At the more macro level, we’re all still commending one another for the unity that this crisis has brought both within Europe and in the trans-Atlantic community. But there are little cleavages emerging, between East European countries and West European countries, with the East European countries — the Baltics and Poland — saying, why are you guys so slow? Why aren’t you tougher on Russia? And countries like Germany were saying, look, if we cut off gas, it’s 400,000 lost German jobs.

On the trans-Atlantic side, we could be moving into a new period. I think as this progresses and as Europe bears more and more of the costs of this, with the United States looking to be more and more the beneficiary — because of the huge quantities of natural gas it will be selling to Europe — that we’re going to be tougher on Russia than the Europeans are going to be. And if there’s a negotiation, the United States will want to keep sanctions on longer than the Europeans are going to want to.

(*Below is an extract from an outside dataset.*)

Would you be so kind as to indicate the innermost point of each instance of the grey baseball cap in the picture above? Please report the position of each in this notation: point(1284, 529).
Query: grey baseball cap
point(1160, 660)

The European Commission recently released a proposal for Europe to cut its dependency on Russian gas by two-thirds by the end of this year. Is that plausible, do you think? When I saw those numbers I thought, first, two-thirds is an awful lot to cut, and second, that still leaves one-third, which is still plenty of leverage, especially at the end of the year heading right into winter.

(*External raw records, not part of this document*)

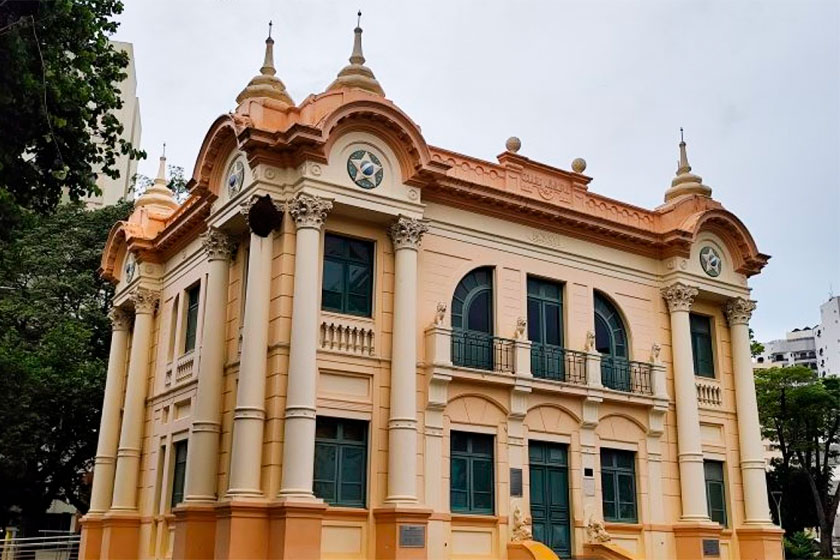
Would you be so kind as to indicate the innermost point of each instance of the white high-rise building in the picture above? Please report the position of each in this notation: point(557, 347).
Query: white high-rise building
point(129, 115)
point(827, 338)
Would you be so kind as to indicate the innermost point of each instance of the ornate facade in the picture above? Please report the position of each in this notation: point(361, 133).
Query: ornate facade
point(347, 343)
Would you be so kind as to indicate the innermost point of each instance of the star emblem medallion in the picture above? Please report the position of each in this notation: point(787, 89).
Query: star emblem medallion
point(365, 169)
point(710, 261)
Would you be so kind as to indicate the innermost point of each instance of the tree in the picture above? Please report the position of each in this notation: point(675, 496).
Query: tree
point(58, 95)
point(54, 343)
point(800, 412)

BORDOFF: I think it’s a very ambitious goal. It will be hard to achieve. And if the Russian gas supply were cut off by the end of the year, I think that would be more economically painful than some recognize. You’d be talking about needing to make plans for how to ration energy. Governments would need to be having those conversations now — and they are.

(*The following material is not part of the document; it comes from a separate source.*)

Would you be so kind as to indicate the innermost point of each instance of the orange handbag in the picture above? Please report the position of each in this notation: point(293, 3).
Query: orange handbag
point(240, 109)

The second thing I would say is that half of that two-thirds reduction is supposed to come from imports of liquid natural gas. And there’s not that much extra LNG you can sort of ramp up and put in the market. So if it’s coming into Europe, it’s not going somewhere else. That’s why China’s planning to increase coal production by 300 million tons, and coal prices are already at incredibly high levels. And Asia’s going to be using more coal, and emerging markets and developing economies are really struggling to make it through the hot summer, made worse, as your book reminded us, by climate change. Typically, they rely on cheap coal for that, but there is no cheap coal anymore, and that all feeds into the food crisis and all the rest. So these things are all kind of interlinked in really worrisome ways.

O’SULLIVAN: The International Energy Agency put out its own report back in March, a 10-point plan for how to reduce reliance on Russian gas. It indicates that Europe can get off of a bit more than half of the Russian imports of gas right now but there’s a certain segment it will be exceptionally hard to do.

And then there’s the question of how clean or green doing that would be.

O’SULLIVAN: According to the I.E.A., roughly half of what Europe might do in the short term is actually consistent with its climate goals — these are things Europe wants to do already, and the war is just hastening the process. And then the rest of what can be done immediately is actually contrary to its climate goals — like a lot of bringing in new coal.